Endo-1,4-β-xylanase enzyme activity (n = 2 biological replicates) measured in the membrane-associated and intracellular fraction of liquid samples, consisting of a carbohydrate-low medium incubated with the faecal material of three different donors for up to 72 h in the absence (dotted line, Control) or presence (solid line, wheat bran) of wheat bran. Enzyme activity was expressed as the increase in extinction values measured at 590 nm (E590) per hour of incubation and per mililitre of sample

The evolution of the microbial community composition over time was assessed for each of the three donors individually, as the PCoA showed that the gut microbiota composition of the three donors differed considerably at species and genus level (Fig. 3). Furthermore, network analysis revealed that only 3 of the 238, respectively, 19 of the 2503 co-occurrence interactions (edges) were common between the three donors at genus, respectively, species level (Fig. S6). For each donor, a further distinction was observed between the communities from the luminal and bran niche, which differed from one another in terms of global community composition and co-occurrence interactions (Figs. 3, S6). For each donor and niche, the variation in the community structure over time was analysed. Both the luminal and bran environment for all three donors displayed a very dynamic microbial community.

Fig. 3
figure 3

Principle coordinate analysis (n = 1) of the species (a) and genus (b) level luminal (squares) and wheat bran-attached (circles) microbial community composition resulting from the incubation of wheat bran with the faecal material of three different donors for up to 72 h. The abundance-based jaccard dissimilarity matrix was used and weighted average scores of the most abundant genera were a posteriori projected, by means of the wascores function from the package vegan

In donor 1, the luminal microbial community radically changed between 2 and 4 h after inoculation and after a relatively stable period up till 8 h, large fluctuations occurred between 8 and 20 h after inoculation (Figs. 4a, S7a and S8a). The bran-attached community in donor 1 was less volatile and only displayed a major shift between 2 and 4 h after inoculation (Figs. 4a, S7a and S8a). In the luminal community, after 2 h, Fusobacterium mortiferum (OTU5) sharply increased in relative abundance at the expense of Bacteroides uniformis (OTU3), Bacteroides stercoris (OTU4) and Faecalibacterium prausnitzii (OTU11, 21) relative abundances (Fig. 5). Between 12 and 16 h, this trend was reversed and the microbial community evolved towards a stable, non-variable proportional composition, dominated by B. uniformis (OTU3) and Firmicutes species belonging to Clostridium cluster XIVa (OTU22, 46), Oscillibacter (OTU31) and after 24 h also Clostridium cluster IV (OTU53) (Fig. 5). In the bran-attached community, Fusobacterium was gradually replaced by B. uniformis (OTU3), B. stercoris (OTU4) and Clostridium xylanolyticum (OTU7). The latter two species showed a clear preference for the bran environment (Fig. 5).

Fig. 4
figure 4

Genus level luminal and bran-attached community composition and community similarity between consecutive time points of donor 1 (a), donor 2 (b) and donor 3 (c) (n = 1). The similarity value was calculated by subtracting the abundance based jaccard dissimilarity metric from 1. Similarity values below 0.6 are indicated in red

Fig. 5
figure 5

Species level luminal and bran-attached community composition of donor 1 (n = 1)

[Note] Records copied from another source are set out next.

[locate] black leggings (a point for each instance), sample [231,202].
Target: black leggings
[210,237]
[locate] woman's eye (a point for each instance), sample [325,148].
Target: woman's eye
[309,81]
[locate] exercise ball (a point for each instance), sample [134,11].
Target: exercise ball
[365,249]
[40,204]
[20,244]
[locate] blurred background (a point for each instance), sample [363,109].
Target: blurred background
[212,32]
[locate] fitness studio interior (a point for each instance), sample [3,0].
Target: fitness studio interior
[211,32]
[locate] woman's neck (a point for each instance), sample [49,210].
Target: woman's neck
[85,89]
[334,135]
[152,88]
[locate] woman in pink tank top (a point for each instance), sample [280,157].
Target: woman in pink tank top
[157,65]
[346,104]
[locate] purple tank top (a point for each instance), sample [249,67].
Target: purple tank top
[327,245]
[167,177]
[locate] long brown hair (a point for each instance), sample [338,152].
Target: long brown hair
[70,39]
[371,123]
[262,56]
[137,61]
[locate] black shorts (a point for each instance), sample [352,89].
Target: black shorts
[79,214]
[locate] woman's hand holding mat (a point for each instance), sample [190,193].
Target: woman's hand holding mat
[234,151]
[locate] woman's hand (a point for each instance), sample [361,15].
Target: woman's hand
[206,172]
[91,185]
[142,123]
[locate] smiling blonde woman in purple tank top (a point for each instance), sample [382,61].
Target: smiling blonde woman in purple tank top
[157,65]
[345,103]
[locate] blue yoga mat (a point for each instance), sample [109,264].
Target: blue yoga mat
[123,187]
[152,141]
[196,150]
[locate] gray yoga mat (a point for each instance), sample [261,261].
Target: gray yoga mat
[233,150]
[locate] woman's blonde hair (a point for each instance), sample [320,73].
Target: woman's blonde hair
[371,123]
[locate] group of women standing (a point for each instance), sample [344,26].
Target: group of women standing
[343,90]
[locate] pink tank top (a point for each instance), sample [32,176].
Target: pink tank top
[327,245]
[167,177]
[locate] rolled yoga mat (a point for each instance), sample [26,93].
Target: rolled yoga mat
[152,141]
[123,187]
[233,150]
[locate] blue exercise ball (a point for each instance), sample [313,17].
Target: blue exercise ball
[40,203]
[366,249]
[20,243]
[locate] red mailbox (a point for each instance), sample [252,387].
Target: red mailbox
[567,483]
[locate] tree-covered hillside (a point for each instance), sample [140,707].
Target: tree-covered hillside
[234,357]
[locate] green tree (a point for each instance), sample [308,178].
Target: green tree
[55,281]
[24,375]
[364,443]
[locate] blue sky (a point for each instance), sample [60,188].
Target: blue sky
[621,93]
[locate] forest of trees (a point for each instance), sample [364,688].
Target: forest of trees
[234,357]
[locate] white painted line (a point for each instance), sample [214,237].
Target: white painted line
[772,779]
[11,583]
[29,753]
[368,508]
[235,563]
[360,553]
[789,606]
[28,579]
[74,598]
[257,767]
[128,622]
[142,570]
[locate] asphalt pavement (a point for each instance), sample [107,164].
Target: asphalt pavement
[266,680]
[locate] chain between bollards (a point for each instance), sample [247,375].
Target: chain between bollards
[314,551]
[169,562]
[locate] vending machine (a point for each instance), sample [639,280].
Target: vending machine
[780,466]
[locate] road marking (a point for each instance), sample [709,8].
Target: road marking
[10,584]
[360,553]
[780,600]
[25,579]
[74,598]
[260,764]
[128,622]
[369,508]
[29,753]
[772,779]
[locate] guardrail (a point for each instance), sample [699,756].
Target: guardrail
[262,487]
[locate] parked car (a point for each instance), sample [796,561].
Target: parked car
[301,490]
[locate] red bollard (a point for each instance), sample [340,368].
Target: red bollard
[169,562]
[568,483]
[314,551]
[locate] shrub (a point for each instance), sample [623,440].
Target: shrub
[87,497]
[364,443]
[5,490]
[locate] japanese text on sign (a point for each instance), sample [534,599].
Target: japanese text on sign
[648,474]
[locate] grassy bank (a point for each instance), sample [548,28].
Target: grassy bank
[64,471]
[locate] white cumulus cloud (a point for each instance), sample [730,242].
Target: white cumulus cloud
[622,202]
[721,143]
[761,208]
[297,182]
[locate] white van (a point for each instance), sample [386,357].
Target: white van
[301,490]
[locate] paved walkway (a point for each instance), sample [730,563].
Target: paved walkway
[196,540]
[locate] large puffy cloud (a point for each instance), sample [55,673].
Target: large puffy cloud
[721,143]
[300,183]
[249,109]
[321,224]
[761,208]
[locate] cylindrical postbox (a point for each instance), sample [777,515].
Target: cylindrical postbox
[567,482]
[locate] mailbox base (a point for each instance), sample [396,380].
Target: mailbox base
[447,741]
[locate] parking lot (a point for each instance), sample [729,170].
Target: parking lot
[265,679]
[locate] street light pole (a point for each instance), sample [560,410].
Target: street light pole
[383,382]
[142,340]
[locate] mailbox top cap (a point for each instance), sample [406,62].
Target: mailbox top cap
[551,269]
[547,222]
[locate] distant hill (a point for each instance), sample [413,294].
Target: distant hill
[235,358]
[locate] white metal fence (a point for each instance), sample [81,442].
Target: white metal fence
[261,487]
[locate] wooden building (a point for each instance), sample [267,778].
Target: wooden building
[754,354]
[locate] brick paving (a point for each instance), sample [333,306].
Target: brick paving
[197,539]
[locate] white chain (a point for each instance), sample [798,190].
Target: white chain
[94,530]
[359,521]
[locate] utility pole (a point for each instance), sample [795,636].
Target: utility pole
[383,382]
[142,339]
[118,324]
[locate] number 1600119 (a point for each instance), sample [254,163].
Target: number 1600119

In donor 2, an abrupt change presented itself in the luminal community between 2 and 4 h after inoculation under the form of a largely increased proportional abundance of Escherichia/Shigella spp. (OTU1) and a drop in Firmicutes species within the genera Faecalibacterium (OTU11,21), Lachnospiraceae (OTU10,50), Ruminococcaceae (OTU153), Clostridiales (OTU7,19,26) and Roseburia (OTU18) (Figs. 4b, 6, S7b and S8b). Shifts in Enterobacteriaceae, comprising Pantoea vagans (OTU15) next to Escherichia-Shigella spp. (OTU1), were also responsible for the large community variation observed in the timespan between 8 and 10, 16 and 20 and 24 and 48 h (Figs. 4b, 6, S7b and S8b). During these periods Enterobacteriaceae reductions corresponded to elevated levels of B. uniformis (OTU3), Bacteroides ovatus (OTU6), Lachnospiraceae (OTU10,50), Clostridiales (OTU7,26), Ruminococcaceae (OTU153) and Roseburia (OTU18) (Figs. 4b, 6, S7b, and S8b). The transitions in the luminal community coincided with a big turnover in the bran-attached community (Figs. 4b, 6, S7b, and S8b). The first 16 h, the community composition was dictated by a trade-off between Firmicutes (OTU7,11, 18, 21, 50) and Enterobacteriaceae (OTU1,15) with a slightly increasing Bacteroides share, mainly attributed to B. uniformis (OTU3) (Figs. 4b, 6, S7b and S8b). After 20 h, Lachnospiraceae (OTU7,18,19,26,50) and Ruminococcaceae (OTU153) suddenly appeared at high abundance in the bran-attached community and B. ovatus (OTU6) displaced B. uniformis (OTU3) as the dominant bran colonising Bacteroides species (Fig. 6).

Fig. 6
figure 6

Species level luminal and bran-attached community composition of donor 2 (n = 1)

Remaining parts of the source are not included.